İlk elektrikli telefon, 1876 yılında Alexander Graham Bell tarafından yapıldı. Bu ilk aygıt, uzun mesafeler arasında kullanıldığında, çok zayıf bir ses üretti. Ancak zaman içinde, telefon çok hızlı bir gelişim gösterdi. 1892 yılınd, Ericsson manyetolu telefonu yaptı. Bu yeni aygıt, bugün kullandığımız telefona, Bell’in yaptığına oranla daha çok benziyordu.

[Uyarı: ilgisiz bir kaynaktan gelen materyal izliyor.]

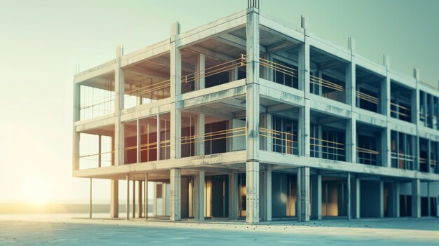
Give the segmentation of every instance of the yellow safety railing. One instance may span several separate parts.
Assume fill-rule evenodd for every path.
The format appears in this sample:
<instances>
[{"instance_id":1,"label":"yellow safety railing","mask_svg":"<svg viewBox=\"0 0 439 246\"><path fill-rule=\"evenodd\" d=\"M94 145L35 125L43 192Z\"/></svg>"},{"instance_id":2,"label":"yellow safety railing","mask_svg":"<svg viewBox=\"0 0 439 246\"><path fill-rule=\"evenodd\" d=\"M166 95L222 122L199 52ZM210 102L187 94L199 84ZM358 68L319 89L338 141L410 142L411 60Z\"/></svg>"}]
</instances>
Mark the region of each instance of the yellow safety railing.
<instances>
[{"instance_id":1,"label":"yellow safety railing","mask_svg":"<svg viewBox=\"0 0 439 246\"><path fill-rule=\"evenodd\" d=\"M371 96L369 94L366 94L360 91L358 91L358 90L356 92L356 93L357 97L362 99L365 101L367 101L369 102L373 103L374 104L378 104L378 103L379 102L378 97Z\"/></svg>"},{"instance_id":2,"label":"yellow safety railing","mask_svg":"<svg viewBox=\"0 0 439 246\"><path fill-rule=\"evenodd\" d=\"M329 141L329 140L322 139L316 138L316 137L310 137L309 139L311 140L313 140L314 142L317 142L317 141L322 142L322 144L318 144L316 143L309 144L310 145L312 145L312 146L320 146L320 147L329 148L329 149L338 149L338 150L344 150L344 144L342 143L339 143L337 142ZM329 144L334 144L335 146L330 146Z\"/></svg>"},{"instance_id":3,"label":"yellow safety railing","mask_svg":"<svg viewBox=\"0 0 439 246\"><path fill-rule=\"evenodd\" d=\"M390 104L391 104L391 106L393 106L393 107L395 107L395 109L392 109L391 108L391 110L390 110L391 112L396 114L400 115L401 116L407 117L407 118L410 117L410 115L408 114L410 112L410 109L409 109L409 108L407 108L406 107L404 107L404 106L401 106L401 105L400 105L398 104L396 104L395 102L391 102ZM400 112L400 110L401 110L401 109L403 110L405 112L404 113Z\"/></svg>"},{"instance_id":4,"label":"yellow safety railing","mask_svg":"<svg viewBox=\"0 0 439 246\"><path fill-rule=\"evenodd\" d=\"M287 67L264 58L259 58L259 64L263 67L268 67L274 71L281 72L292 77L297 78L297 70L293 69L292 67Z\"/></svg>"},{"instance_id":5,"label":"yellow safety railing","mask_svg":"<svg viewBox=\"0 0 439 246\"><path fill-rule=\"evenodd\" d=\"M283 135L285 135L285 137L282 137ZM259 135L264 137L269 137L273 139L285 141L289 143L297 142L296 141L292 140L292 137L295 136L294 134L273 129L259 128Z\"/></svg>"},{"instance_id":6,"label":"yellow safety railing","mask_svg":"<svg viewBox=\"0 0 439 246\"><path fill-rule=\"evenodd\" d=\"M427 158L419 158L419 163L426 164L428 162ZM431 159L430 160L430 165L436 165L436 160Z\"/></svg>"},{"instance_id":7,"label":"yellow safety railing","mask_svg":"<svg viewBox=\"0 0 439 246\"><path fill-rule=\"evenodd\" d=\"M372 155L379 155L379 152L374 151L373 149L366 149L366 148L361 148L361 147L357 147L357 151L360 152L360 153L370 153Z\"/></svg>"}]
</instances>

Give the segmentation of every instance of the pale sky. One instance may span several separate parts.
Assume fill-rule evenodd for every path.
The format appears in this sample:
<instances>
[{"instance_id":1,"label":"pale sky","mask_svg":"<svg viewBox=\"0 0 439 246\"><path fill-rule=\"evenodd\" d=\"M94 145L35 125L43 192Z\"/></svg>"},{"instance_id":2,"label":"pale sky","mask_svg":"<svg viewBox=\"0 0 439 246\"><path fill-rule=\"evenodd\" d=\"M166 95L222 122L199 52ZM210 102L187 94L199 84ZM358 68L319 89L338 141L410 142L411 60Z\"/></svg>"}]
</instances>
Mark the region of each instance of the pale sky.
<instances>
[{"instance_id":1,"label":"pale sky","mask_svg":"<svg viewBox=\"0 0 439 246\"><path fill-rule=\"evenodd\" d=\"M260 0L262 13L300 25L421 79L439 80L439 1ZM246 0L0 0L0 203L26 201L41 187L48 201L86 202L86 179L72 177L73 68L81 71L246 8ZM95 199L108 202L109 183ZM121 187L122 189L122 187ZM123 197L123 196L122 196ZM30 199L32 200L32 199Z\"/></svg>"}]
</instances>

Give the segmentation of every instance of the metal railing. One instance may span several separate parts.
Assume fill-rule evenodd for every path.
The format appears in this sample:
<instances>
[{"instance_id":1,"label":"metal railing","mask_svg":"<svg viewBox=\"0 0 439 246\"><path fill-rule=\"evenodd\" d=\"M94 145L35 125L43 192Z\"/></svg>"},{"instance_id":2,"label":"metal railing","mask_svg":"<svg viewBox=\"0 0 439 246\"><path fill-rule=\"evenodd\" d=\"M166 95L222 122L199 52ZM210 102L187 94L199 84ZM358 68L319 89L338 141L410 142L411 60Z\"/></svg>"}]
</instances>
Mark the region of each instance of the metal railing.
<instances>
[{"instance_id":1,"label":"metal railing","mask_svg":"<svg viewBox=\"0 0 439 246\"><path fill-rule=\"evenodd\" d=\"M370 103L372 103L374 104L378 104L378 103L379 102L379 100L378 99L378 97L375 97L369 94L366 94L365 93L362 93L358 90L356 92L356 94L357 97L361 100L363 100L365 101L369 102Z\"/></svg>"},{"instance_id":2,"label":"metal railing","mask_svg":"<svg viewBox=\"0 0 439 246\"><path fill-rule=\"evenodd\" d=\"M259 128L259 136L266 139L271 139L272 140L271 145L274 148L271 148L271 149L274 149L275 152L279 152L276 151L276 147L281 148L281 153L294 154L295 152L298 153L299 151L299 146L295 146L298 142L294 140L294 137L296 135L292 132ZM280 142L281 144L276 143L278 142Z\"/></svg>"},{"instance_id":3,"label":"metal railing","mask_svg":"<svg viewBox=\"0 0 439 246\"><path fill-rule=\"evenodd\" d=\"M273 69L276 71L281 72L283 74L289 75L294 78L297 78L297 70L295 69L292 67L290 67L285 65L283 65L279 63L276 63L274 62L271 62L270 60L259 58L259 64L261 66L268 67L269 69Z\"/></svg>"},{"instance_id":4,"label":"metal railing","mask_svg":"<svg viewBox=\"0 0 439 246\"><path fill-rule=\"evenodd\" d=\"M410 118L410 109L401 106L395 102L391 102L391 109L390 111L391 113L396 114L399 116L403 116L405 118Z\"/></svg>"},{"instance_id":5,"label":"metal railing","mask_svg":"<svg viewBox=\"0 0 439 246\"><path fill-rule=\"evenodd\" d=\"M343 86L339 85L334 82L331 82L330 81L323 79L322 78L319 78L318 76L315 76L313 75L309 75L309 82L311 83L318 85L320 86L326 87L330 89L332 89L338 91L344 91L344 88Z\"/></svg>"}]
</instances>

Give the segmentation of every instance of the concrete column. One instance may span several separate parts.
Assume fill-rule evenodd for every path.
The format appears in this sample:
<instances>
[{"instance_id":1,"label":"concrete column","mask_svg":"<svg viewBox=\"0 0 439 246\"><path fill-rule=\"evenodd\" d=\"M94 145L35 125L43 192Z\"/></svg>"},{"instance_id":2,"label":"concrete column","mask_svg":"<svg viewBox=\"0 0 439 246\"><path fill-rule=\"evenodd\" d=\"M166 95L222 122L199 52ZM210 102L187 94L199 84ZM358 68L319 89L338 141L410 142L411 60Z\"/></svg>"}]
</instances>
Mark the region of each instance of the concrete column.
<instances>
[{"instance_id":1,"label":"concrete column","mask_svg":"<svg viewBox=\"0 0 439 246\"><path fill-rule=\"evenodd\" d=\"M194 186L194 210L196 221L204 220L204 171L199 171L195 175Z\"/></svg>"},{"instance_id":2,"label":"concrete column","mask_svg":"<svg viewBox=\"0 0 439 246\"><path fill-rule=\"evenodd\" d=\"M419 92L419 83L421 81L421 72L419 69L413 69L413 76L416 79L416 90L412 94L412 122L416 124L416 132L419 132L419 125L421 125L421 119L419 116L420 110L420 92ZM426 118L426 121L427 119ZM416 158L414 158L414 170L419 170L419 156L420 156L420 148L419 148L419 136L414 136L414 153Z\"/></svg>"},{"instance_id":3,"label":"concrete column","mask_svg":"<svg viewBox=\"0 0 439 246\"><path fill-rule=\"evenodd\" d=\"M182 55L178 48L180 23L175 22L170 28L170 97L174 101L170 109L170 158L180 158L181 112L176 101L182 91Z\"/></svg>"},{"instance_id":4,"label":"concrete column","mask_svg":"<svg viewBox=\"0 0 439 246\"><path fill-rule=\"evenodd\" d=\"M157 182L153 182L152 189L152 214L154 217L157 216Z\"/></svg>"},{"instance_id":5,"label":"concrete column","mask_svg":"<svg viewBox=\"0 0 439 246\"><path fill-rule=\"evenodd\" d=\"M229 175L229 218L236 220L238 216L238 174Z\"/></svg>"},{"instance_id":6,"label":"concrete column","mask_svg":"<svg viewBox=\"0 0 439 246\"><path fill-rule=\"evenodd\" d=\"M170 170L170 221L179 221L182 218L182 174L177 168Z\"/></svg>"},{"instance_id":7,"label":"concrete column","mask_svg":"<svg viewBox=\"0 0 439 246\"><path fill-rule=\"evenodd\" d=\"M259 9L247 9L247 223L259 220Z\"/></svg>"},{"instance_id":8,"label":"concrete column","mask_svg":"<svg viewBox=\"0 0 439 246\"><path fill-rule=\"evenodd\" d=\"M427 151L427 172L431 172L431 139L427 139L427 144L428 144L428 151ZM419 156L420 157L420 156ZM430 204L430 201L428 201L428 204Z\"/></svg>"},{"instance_id":9,"label":"concrete column","mask_svg":"<svg viewBox=\"0 0 439 246\"><path fill-rule=\"evenodd\" d=\"M198 79L198 83L196 83L196 90L203 90L205 88L205 77L204 70L205 69L205 56L204 54L200 53L197 59L197 71L199 72L198 75L200 78Z\"/></svg>"},{"instance_id":10,"label":"concrete column","mask_svg":"<svg viewBox=\"0 0 439 246\"><path fill-rule=\"evenodd\" d=\"M390 128L386 128L381 130L381 165L386 168L392 167L391 134Z\"/></svg>"},{"instance_id":11,"label":"concrete column","mask_svg":"<svg viewBox=\"0 0 439 246\"><path fill-rule=\"evenodd\" d=\"M141 128L140 128L140 119L137 118L136 122L136 163L140 163L140 137L141 137Z\"/></svg>"},{"instance_id":12,"label":"concrete column","mask_svg":"<svg viewBox=\"0 0 439 246\"><path fill-rule=\"evenodd\" d=\"M143 186L143 191L144 192L144 207L143 209L144 213L145 219L148 219L148 174L144 175L144 183Z\"/></svg>"},{"instance_id":13,"label":"concrete column","mask_svg":"<svg viewBox=\"0 0 439 246\"><path fill-rule=\"evenodd\" d=\"M126 175L126 219L130 219L130 178Z\"/></svg>"},{"instance_id":14,"label":"concrete column","mask_svg":"<svg viewBox=\"0 0 439 246\"><path fill-rule=\"evenodd\" d=\"M313 219L322 219L322 175L311 177L311 207Z\"/></svg>"},{"instance_id":15,"label":"concrete column","mask_svg":"<svg viewBox=\"0 0 439 246\"><path fill-rule=\"evenodd\" d=\"M125 137L123 124L121 122L121 110L123 109L125 81L123 71L121 68L121 49L116 48L116 67L114 69L114 163L123 165L125 153Z\"/></svg>"},{"instance_id":16,"label":"concrete column","mask_svg":"<svg viewBox=\"0 0 439 246\"><path fill-rule=\"evenodd\" d=\"M261 172L261 219L263 221L271 221L271 167Z\"/></svg>"},{"instance_id":17,"label":"concrete column","mask_svg":"<svg viewBox=\"0 0 439 246\"><path fill-rule=\"evenodd\" d=\"M135 218L135 180L133 180L133 219Z\"/></svg>"},{"instance_id":18,"label":"concrete column","mask_svg":"<svg viewBox=\"0 0 439 246\"><path fill-rule=\"evenodd\" d=\"M379 217L384 217L384 182L379 181Z\"/></svg>"},{"instance_id":19,"label":"concrete column","mask_svg":"<svg viewBox=\"0 0 439 246\"><path fill-rule=\"evenodd\" d=\"M400 216L400 211L399 207L400 203L400 191L399 183L395 183L395 217L399 218Z\"/></svg>"},{"instance_id":20,"label":"concrete column","mask_svg":"<svg viewBox=\"0 0 439 246\"><path fill-rule=\"evenodd\" d=\"M351 50L351 61L346 69L346 103L351 105L351 118L347 121L346 127L346 160L353 163L357 162L357 122L356 114L353 113L356 107L356 63L353 52L355 51L355 39L349 38L349 50ZM350 214L348 216L350 219Z\"/></svg>"},{"instance_id":21,"label":"concrete column","mask_svg":"<svg viewBox=\"0 0 439 246\"><path fill-rule=\"evenodd\" d=\"M143 210L143 191L142 190L142 180L137 181L137 218L142 218L142 213Z\"/></svg>"},{"instance_id":22,"label":"concrete column","mask_svg":"<svg viewBox=\"0 0 439 246\"><path fill-rule=\"evenodd\" d=\"M88 203L88 217L90 217L90 219L91 219L91 214L92 214L92 211L93 211L93 207L92 207L92 194L93 194L93 186L92 186L92 179L90 178L90 203Z\"/></svg>"},{"instance_id":23,"label":"concrete column","mask_svg":"<svg viewBox=\"0 0 439 246\"><path fill-rule=\"evenodd\" d=\"M197 136L203 136L205 134L205 117L204 114L199 114L197 117L197 122L195 128L195 135ZM195 139L195 155L204 155L204 138L199 137Z\"/></svg>"},{"instance_id":24,"label":"concrete column","mask_svg":"<svg viewBox=\"0 0 439 246\"><path fill-rule=\"evenodd\" d=\"M428 216L431 217L431 203L430 203L430 182L429 181L427 181L427 204L428 204L427 206L428 206Z\"/></svg>"},{"instance_id":25,"label":"concrete column","mask_svg":"<svg viewBox=\"0 0 439 246\"><path fill-rule=\"evenodd\" d=\"M81 88L77 83L73 84L73 123L81 118ZM73 131L73 170L79 170L79 133L76 132L76 127L72 125Z\"/></svg>"},{"instance_id":26,"label":"concrete column","mask_svg":"<svg viewBox=\"0 0 439 246\"><path fill-rule=\"evenodd\" d=\"M355 179L355 218L360 219L360 179Z\"/></svg>"},{"instance_id":27,"label":"concrete column","mask_svg":"<svg viewBox=\"0 0 439 246\"><path fill-rule=\"evenodd\" d=\"M304 92L305 98L304 107L299 110L299 155L309 156L309 124L310 124L310 106L309 106L309 34L308 22L302 16L301 26L305 29L304 43L299 49L299 71L298 81L299 90Z\"/></svg>"},{"instance_id":28,"label":"concrete column","mask_svg":"<svg viewBox=\"0 0 439 246\"><path fill-rule=\"evenodd\" d=\"M419 179L412 181L412 217L421 217L421 181Z\"/></svg>"},{"instance_id":29,"label":"concrete column","mask_svg":"<svg viewBox=\"0 0 439 246\"><path fill-rule=\"evenodd\" d=\"M351 111L356 107L356 62L353 53L355 52L355 39L349 39L349 48L351 51L351 62L346 69L346 103L351 105Z\"/></svg>"},{"instance_id":30,"label":"concrete column","mask_svg":"<svg viewBox=\"0 0 439 246\"><path fill-rule=\"evenodd\" d=\"M248 161L246 163L247 223L259 221L259 163Z\"/></svg>"},{"instance_id":31,"label":"concrete column","mask_svg":"<svg viewBox=\"0 0 439 246\"><path fill-rule=\"evenodd\" d=\"M157 160L161 159L160 158L160 142L161 138L161 130L160 130L160 114L157 114Z\"/></svg>"},{"instance_id":32,"label":"concrete column","mask_svg":"<svg viewBox=\"0 0 439 246\"><path fill-rule=\"evenodd\" d=\"M385 132L381 135L381 143L384 143L381 148L381 165L383 167L391 168L392 165L391 159L391 128L389 124L391 118L391 77L390 77L390 56L384 56L384 64L386 67L386 78L381 81L381 98L380 109L381 114L387 118Z\"/></svg>"},{"instance_id":33,"label":"concrete column","mask_svg":"<svg viewBox=\"0 0 439 246\"><path fill-rule=\"evenodd\" d=\"M272 69L270 69L272 70ZM273 116L271 114L266 114L266 128L273 129ZM266 137L266 150L268 151L273 151L273 138Z\"/></svg>"},{"instance_id":34,"label":"concrete column","mask_svg":"<svg viewBox=\"0 0 439 246\"><path fill-rule=\"evenodd\" d=\"M297 221L308 221L311 214L309 168L297 168Z\"/></svg>"},{"instance_id":35,"label":"concrete column","mask_svg":"<svg viewBox=\"0 0 439 246\"><path fill-rule=\"evenodd\" d=\"M119 217L119 181L111 181L110 218Z\"/></svg>"},{"instance_id":36,"label":"concrete column","mask_svg":"<svg viewBox=\"0 0 439 246\"><path fill-rule=\"evenodd\" d=\"M346 179L346 193L347 193L347 196L346 196L346 209L347 209L347 215L348 215L348 220L351 220L352 219L352 212L351 212L351 172L348 172L348 177Z\"/></svg>"},{"instance_id":37,"label":"concrete column","mask_svg":"<svg viewBox=\"0 0 439 246\"><path fill-rule=\"evenodd\" d=\"M356 115L353 114L352 118L347 120L346 129L346 161L356 163L357 162L357 120Z\"/></svg>"}]
</instances>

İki telefon konuşmaları, ancak tellerin yardımıyla gerçekleşiyordu. Günümüzde ise, telefon konuşmaları yine teller aracılığıyla gerçekleştirebildiği gibi, radyoların ve hatta haberleşme uydularının katkılarıyla da sesleri bir yerden bir yere iletme olasıdır. Herhangi bir numarayı aradığınızda telefonunuz, elektriksel uyarılar yayınlar. Bu uyarılar, santrale ulaştığında santral kendiliğinden bir işlem yapar ve sizi aradığınız numaraya bağlar.
Siz konuşmaya başladığınızda, sesiniz telefon amacının ağızlık bölümündeki diyaframa çarpar. Minik karbon parçacıkları üzerinde konumlandırılmış olan diyaframda titreşme başlar. Karbon parçacıklarının elektriksel dirençleri üzerinde uygulanan baskıya göre değişir. Bunun sonucu olarak da ortaya değişik elektrik akımları çıkar. Bu değişen akımlar, bir kablo aracılığıyla bir başka telefonun amacındaki kulaklığa ulaşır. Kulakliktaki elektromıknatıstan geçerek yeniden sese dönüşür.
İşte bize kısa görünen bu işlem, bir çok aşamadan geçerek bizlere ulaşır.